EFFECT OF IVIG THERAPY ON THE OUTCOME OF PATIENTS WITH PCR-POSITIVE BIOPSIES
Of the 37 patients with viral PCR-positive EMBs, 20 (54%) were treated with IVIG following a PCR-positive biopsy. The remaining 17 (46%) who did not receive IVIG therapy served as treatment-naïve controls. The mean time to IVIG treatment was 16.2 days from the PCR-positive biopsy (0 –136 days). The number of IVIG doses that aa patient received ranged from 1 to 3 doses (mean 1.6, median 1), with 7 patients receiving more than one IVIG dose due to multiple PCR-positive biopsies. The baseline characteristics of the IVIG-treated patients and IVIG-untreated controls are given in . Due to the surge in parvovirus-B19 positive EMBs in 2003 and 2004, the years during which IVIG therapy was administered for PCR-positive viral endomyocardial infection, the IVIG-treated PCR+ group had a disproportionately higher number of parvovirus positive patients compared to the IVIG-untreated PCR+ group. The other viral subtypes were not significantly different in the two groups. Three (15%) of the 20 IVIG-treated patients and 8 (47%) of the 17 IVIG-untreated patients suffered graft loss.

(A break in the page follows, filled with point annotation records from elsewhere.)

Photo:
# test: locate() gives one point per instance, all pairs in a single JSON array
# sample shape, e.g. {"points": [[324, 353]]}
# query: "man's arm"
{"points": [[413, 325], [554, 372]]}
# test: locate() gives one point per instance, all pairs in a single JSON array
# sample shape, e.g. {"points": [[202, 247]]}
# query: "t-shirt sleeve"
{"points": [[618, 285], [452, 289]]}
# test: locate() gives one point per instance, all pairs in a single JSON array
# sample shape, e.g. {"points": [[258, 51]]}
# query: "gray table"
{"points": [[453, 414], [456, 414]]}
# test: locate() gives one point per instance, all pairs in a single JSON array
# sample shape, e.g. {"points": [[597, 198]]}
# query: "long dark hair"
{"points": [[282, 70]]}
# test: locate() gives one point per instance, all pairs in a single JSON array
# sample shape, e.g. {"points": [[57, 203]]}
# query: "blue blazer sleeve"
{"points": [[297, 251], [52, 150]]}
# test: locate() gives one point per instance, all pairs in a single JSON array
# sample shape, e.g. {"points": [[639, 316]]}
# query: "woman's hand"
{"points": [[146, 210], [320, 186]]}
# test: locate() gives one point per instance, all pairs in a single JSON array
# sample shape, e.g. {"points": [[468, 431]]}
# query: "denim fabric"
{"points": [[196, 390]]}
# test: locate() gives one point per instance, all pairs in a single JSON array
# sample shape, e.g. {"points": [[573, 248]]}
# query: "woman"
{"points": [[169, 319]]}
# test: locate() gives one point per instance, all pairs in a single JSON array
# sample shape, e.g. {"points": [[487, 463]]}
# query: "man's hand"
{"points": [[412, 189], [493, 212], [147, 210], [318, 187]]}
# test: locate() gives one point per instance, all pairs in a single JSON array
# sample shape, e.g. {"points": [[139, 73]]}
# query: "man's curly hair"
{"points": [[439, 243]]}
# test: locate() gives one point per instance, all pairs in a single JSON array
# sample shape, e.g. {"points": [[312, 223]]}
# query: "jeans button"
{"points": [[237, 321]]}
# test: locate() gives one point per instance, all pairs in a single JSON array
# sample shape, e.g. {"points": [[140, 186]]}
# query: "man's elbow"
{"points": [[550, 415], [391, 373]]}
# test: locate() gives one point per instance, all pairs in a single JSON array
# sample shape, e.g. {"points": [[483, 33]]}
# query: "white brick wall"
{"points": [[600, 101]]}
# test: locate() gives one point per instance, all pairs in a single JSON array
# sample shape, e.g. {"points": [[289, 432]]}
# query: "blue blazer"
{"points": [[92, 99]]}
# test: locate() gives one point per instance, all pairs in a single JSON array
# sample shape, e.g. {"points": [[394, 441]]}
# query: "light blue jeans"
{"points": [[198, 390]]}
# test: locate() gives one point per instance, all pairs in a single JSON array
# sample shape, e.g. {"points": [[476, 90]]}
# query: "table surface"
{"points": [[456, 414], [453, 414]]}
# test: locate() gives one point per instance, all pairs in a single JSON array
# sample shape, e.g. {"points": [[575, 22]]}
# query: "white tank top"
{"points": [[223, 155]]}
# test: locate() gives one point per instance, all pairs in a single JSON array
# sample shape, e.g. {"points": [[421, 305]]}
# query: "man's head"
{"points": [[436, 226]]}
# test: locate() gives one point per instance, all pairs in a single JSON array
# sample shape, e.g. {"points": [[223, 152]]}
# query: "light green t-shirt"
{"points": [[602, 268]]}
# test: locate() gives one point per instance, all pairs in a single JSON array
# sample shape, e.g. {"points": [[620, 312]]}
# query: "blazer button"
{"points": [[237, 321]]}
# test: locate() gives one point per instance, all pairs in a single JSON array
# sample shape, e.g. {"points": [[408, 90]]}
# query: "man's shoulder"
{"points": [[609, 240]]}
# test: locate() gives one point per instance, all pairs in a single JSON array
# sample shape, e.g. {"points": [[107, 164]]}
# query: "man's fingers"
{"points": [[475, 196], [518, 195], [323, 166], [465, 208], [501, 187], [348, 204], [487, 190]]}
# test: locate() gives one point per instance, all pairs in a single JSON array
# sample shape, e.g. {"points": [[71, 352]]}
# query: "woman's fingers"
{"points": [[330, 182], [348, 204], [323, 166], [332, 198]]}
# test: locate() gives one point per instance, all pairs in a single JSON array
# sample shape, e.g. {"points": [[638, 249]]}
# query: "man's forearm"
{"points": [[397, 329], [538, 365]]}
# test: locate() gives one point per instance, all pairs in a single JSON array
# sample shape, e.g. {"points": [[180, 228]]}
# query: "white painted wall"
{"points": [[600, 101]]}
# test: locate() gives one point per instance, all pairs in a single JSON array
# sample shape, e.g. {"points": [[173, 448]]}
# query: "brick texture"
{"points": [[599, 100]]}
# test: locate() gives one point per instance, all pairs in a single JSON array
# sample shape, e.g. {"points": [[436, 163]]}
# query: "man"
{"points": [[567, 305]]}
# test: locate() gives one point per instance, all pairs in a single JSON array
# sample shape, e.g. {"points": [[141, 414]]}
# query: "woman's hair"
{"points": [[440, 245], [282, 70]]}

Graft survival from the date of transplant (p=0.09, logrank) (), and graft survival after becoming PCR-positive (p=0.06, logrank) () trended to be better in the IVIG-treated group compared to the IVIG-untreated group. The 3 year survival after becoming PCR-positive was 86% (95% CI, 54% – 96%) in the IVIG-treated patients, compared to 33% (95% CI, 8% – 62%) in the IVIG-untreated patients (p=0.03, logrank).

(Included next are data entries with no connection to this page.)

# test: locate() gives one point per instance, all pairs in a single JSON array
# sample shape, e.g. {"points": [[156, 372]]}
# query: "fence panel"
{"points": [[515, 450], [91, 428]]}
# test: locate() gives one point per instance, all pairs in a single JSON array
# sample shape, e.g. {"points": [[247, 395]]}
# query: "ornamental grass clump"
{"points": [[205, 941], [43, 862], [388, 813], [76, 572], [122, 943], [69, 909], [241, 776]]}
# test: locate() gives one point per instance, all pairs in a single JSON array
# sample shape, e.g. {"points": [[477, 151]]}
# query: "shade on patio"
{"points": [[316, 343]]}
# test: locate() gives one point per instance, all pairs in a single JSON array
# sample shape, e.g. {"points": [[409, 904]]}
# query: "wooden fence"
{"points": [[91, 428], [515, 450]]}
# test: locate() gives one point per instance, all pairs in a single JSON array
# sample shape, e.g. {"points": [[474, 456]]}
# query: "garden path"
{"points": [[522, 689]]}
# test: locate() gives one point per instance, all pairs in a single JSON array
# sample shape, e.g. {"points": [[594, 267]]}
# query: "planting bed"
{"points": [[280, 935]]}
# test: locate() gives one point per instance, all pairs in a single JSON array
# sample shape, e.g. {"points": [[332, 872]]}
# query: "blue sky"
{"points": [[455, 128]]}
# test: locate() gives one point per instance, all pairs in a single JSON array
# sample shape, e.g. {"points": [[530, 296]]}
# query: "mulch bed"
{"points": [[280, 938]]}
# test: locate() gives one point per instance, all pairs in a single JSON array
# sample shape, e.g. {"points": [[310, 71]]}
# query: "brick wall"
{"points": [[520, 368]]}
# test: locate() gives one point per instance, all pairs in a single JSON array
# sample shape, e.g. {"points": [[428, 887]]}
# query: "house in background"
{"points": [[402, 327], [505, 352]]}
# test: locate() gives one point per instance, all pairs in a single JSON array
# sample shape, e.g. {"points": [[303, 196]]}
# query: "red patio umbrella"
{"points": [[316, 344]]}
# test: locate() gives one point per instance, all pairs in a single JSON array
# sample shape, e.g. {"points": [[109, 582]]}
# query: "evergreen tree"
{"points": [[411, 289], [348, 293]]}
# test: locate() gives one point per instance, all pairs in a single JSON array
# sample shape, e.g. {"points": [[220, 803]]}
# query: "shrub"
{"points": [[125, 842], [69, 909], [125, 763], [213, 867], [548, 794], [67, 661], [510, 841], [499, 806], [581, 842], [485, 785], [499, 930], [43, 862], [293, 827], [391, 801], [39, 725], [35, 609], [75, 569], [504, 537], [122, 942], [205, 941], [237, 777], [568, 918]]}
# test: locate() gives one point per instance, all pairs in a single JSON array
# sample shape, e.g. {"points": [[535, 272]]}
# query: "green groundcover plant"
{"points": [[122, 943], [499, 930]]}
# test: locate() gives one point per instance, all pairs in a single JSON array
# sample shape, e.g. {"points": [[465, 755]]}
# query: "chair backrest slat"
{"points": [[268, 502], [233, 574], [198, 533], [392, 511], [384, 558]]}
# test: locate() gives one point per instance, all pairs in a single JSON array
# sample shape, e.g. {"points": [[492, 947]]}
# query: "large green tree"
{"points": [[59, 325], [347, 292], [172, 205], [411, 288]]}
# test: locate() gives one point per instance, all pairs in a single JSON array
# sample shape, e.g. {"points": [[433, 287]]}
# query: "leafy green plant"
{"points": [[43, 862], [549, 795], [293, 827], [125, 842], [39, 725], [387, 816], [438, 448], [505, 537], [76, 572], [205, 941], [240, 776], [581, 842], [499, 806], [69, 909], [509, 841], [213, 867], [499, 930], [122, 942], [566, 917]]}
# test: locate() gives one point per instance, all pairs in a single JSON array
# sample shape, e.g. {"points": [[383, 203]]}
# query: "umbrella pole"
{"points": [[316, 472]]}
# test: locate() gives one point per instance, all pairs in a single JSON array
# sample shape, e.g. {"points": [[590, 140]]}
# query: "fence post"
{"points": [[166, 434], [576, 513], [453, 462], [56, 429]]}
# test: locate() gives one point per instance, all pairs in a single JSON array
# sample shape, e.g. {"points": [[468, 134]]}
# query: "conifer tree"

Baseline characteristics of the IVIG-treated and IVIG-untreated viral PCR-positive patients
Kaplan-Meier analysis of the utility of IVIG-therapy in pediatric cardiac transplant patients with viral endomyocardial infection
Freedom from advanced TCAD, measured from the time of transplant, was better in the IVIG-treated patients (p=0.05, logrank) (). The onset of advanced TCAD after becoming PCR-positive was delayed in the IVIG-treated patients compared to the untreated control group (p=0.03, logrank) (). The 3 year freedom from advanced TCAD after the first PCR-positive biopsy was 82% (95% CI, 24% – 97%) in the IVIG-treated patients compared to 45% (95% CI, 11% – 75%) in the IVIG-untreated patients (p=0.03, logrank). IVIG therapy did not affect the number of AR episodes after becoming PCR-positive. In addition, it did not seem to help in the clearance of viral genome. Viral genome was amplified from the follow-up biopsy in 48% of the IVIG-treated biopsies and 37% of the IVIG-untreated biopsies (chi square, NS). A valid comparison of `virus-free time' after a PCR-positive biopsy could not be performed as the follow-up biopsies were obtained at varying time intervals.